After three days of debate, Chairman Derbez submitted a new draft text
mid-day Saturday covering those and many other issues. The draft was
criticized by country after country at a session that lasted until 1:00
a.m. Sunday. Most of the criticism was directed toward the Singapore
issues, which a large number of developing countries had already said
they wanted no part of. Sunday morning, debate resumed. Chairman Derbez
suggested a compromise whereby two of the four Singapore issues would
be shelved and two put forward for formal negotiations. A number of
delegates said they’d have to consider it and consult with their allies
and governments back home. A recess was taken. When they returned, many
delegates - representing as many as 90 countries, according to one
African delegate - said there was no way they would agree to any of the
Singapore issues. (They’d been saying this most of the week, but
evidently some powerful people didn’t believe them.) At this point,
Derbez realized consensus was impossible and declared the meeting
adjourned.
Delegates from developing countries went to the press room, and
spontaneous press conferences and interviews sprang up in all corners
of the room. The delegates I happened to hear - from Uganda, Malaysia,
Indonesia, Guinea - were happy, explaining that they had been ignored
far too long; maybe now the rich countries would take them seriously.
NGOs critical of the WTO, including many environmental organizations,
were likewise celebrating the slowing, if not stopping, of a juggernaut
that threatens to roll over environmental protections the world over.
Then a string of press briefings began. First came the new Group of
21-plus.
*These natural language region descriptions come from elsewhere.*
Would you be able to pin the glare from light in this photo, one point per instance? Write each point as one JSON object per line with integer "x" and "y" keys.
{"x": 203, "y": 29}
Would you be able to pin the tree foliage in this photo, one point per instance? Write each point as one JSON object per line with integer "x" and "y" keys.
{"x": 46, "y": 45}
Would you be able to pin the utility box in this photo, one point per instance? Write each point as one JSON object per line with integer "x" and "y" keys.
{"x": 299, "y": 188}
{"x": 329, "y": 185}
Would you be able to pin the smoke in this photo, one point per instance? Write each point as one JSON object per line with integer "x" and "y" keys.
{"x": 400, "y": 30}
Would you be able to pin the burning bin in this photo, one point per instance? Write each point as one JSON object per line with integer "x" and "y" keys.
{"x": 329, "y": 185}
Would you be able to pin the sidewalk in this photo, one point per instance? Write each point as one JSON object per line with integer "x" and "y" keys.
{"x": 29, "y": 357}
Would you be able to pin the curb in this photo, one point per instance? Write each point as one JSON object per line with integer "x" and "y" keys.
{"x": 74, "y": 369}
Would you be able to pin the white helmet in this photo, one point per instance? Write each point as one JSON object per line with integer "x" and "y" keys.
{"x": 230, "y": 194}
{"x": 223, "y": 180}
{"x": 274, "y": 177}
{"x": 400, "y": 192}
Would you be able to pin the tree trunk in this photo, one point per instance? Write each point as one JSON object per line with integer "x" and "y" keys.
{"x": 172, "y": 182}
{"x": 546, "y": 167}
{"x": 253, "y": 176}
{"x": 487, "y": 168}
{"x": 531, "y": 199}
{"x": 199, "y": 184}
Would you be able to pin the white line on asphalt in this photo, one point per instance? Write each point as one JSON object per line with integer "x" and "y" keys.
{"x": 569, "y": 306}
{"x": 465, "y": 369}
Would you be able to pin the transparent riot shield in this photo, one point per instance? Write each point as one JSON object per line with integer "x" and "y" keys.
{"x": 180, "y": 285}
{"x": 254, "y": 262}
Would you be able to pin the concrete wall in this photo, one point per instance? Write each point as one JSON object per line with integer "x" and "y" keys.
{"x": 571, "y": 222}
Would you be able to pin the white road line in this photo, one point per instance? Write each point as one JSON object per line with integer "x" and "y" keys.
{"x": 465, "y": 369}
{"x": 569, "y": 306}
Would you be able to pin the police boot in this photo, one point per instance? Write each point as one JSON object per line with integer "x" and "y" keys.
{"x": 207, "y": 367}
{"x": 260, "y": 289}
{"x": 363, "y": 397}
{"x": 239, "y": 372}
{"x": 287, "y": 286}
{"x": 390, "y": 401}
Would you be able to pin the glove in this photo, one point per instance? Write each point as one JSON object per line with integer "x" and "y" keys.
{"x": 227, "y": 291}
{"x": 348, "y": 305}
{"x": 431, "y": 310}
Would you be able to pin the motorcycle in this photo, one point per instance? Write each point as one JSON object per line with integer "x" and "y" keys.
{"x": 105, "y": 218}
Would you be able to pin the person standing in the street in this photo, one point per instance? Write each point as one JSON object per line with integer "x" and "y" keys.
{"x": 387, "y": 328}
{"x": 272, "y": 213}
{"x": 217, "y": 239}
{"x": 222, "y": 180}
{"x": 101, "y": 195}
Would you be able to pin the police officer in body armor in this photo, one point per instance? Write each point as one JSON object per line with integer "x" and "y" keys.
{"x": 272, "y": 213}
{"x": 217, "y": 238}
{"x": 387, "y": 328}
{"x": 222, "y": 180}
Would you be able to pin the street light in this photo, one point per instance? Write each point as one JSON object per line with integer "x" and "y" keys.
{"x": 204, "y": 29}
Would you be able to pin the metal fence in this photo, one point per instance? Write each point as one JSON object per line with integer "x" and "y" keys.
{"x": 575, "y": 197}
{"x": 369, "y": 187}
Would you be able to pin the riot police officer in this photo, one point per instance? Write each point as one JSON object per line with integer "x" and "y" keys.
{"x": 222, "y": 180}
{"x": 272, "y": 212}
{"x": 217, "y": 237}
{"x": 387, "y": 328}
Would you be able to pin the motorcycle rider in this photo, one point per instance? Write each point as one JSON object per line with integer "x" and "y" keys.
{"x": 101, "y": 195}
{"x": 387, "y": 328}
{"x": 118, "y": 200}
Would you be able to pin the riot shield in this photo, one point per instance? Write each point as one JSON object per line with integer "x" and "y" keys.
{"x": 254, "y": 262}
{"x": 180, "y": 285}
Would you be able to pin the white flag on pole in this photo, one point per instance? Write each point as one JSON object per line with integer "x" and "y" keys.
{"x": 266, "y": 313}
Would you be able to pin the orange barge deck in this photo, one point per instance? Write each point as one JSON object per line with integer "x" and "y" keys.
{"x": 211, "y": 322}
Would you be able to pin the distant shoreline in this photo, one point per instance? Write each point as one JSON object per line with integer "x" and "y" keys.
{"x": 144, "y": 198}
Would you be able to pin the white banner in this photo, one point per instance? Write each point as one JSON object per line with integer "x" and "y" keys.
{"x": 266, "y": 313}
Ministers from Brazil, South Africa, Argentina, Ecuador, and
Egypt took turns explaining that they had put together a
well-considered and progressive agricultural alternative and had been
ignored, so they had no choice but to scuttle the meetings. They were
followed by the trade representative for the US, Robert Zoellick, who
said he regretted what had happened but the US would simply press
forward with bilateral trade deals. Fourteen are under negotiation, not
to mention the Free Trade Area of the Americas, which would include
every country in the western hemisphere except Cuba.
Next came WTO Director-General Supachai Panitchpakdi and Chairman
Derbez. The Director-General regretted the failure of the meeting, as
did the Chairman; both pledged to press on in Geneva, the WTO’s
headquarters. Reporters’ questions suggested that not a small number of
European delegates thought Chairman Derbez had given up too soon.
Others wondered why he had chosen to have Singapore debated before
agriculture. He explained that Singapore was clearly the most
contentious issue, and he needed to see if there was room for
compromise.
Next came the EU and its formidable representative Pascal Lamy. He
blamed the mess on the WTO itself. “I called it a medieval institution
in Seattle and got a lot of flack then. I say the same thing now.” But
in fact, it was Lamy and the EU that insisted on including the
Singapore issues in the draft, which doomed the meeting.
So what to make of all this? Most of the speakers in a long night of
press conferences acknowledged that this is a serious setback but not a
fatal one, that the WTO will regroup in Geneva and soldier on. Others
think the outcome may signal something far more profound, that the
balance of geopolitical power may be beginning to change, that the rest
of the world is coming together to challenge the power and arrogance of
the US and the EU.
Greenpeace’s Marcello Furtado spoke for many when he said that either
the WTO must change fundamentally or make way for a new and more fair
and democratic organization to govern international trade.
Time will tell whether this was just a speed bump on the fast track to
the money-is-everything global village or whether it may be the
beginning of a move toward a more sustainable system that will better
serve both the earth and its inhabitants. Many people and
organizations, inspired by what happened yesterday, will be working
hard to ensure that it’s the second possibility that comes true.
Tom Turner is senior editor at Earthjustice Legal Defense Fund,
former editor of Not Man Apart, and an old friend of Earth Island. He
lives in the San Francisco Bay Area.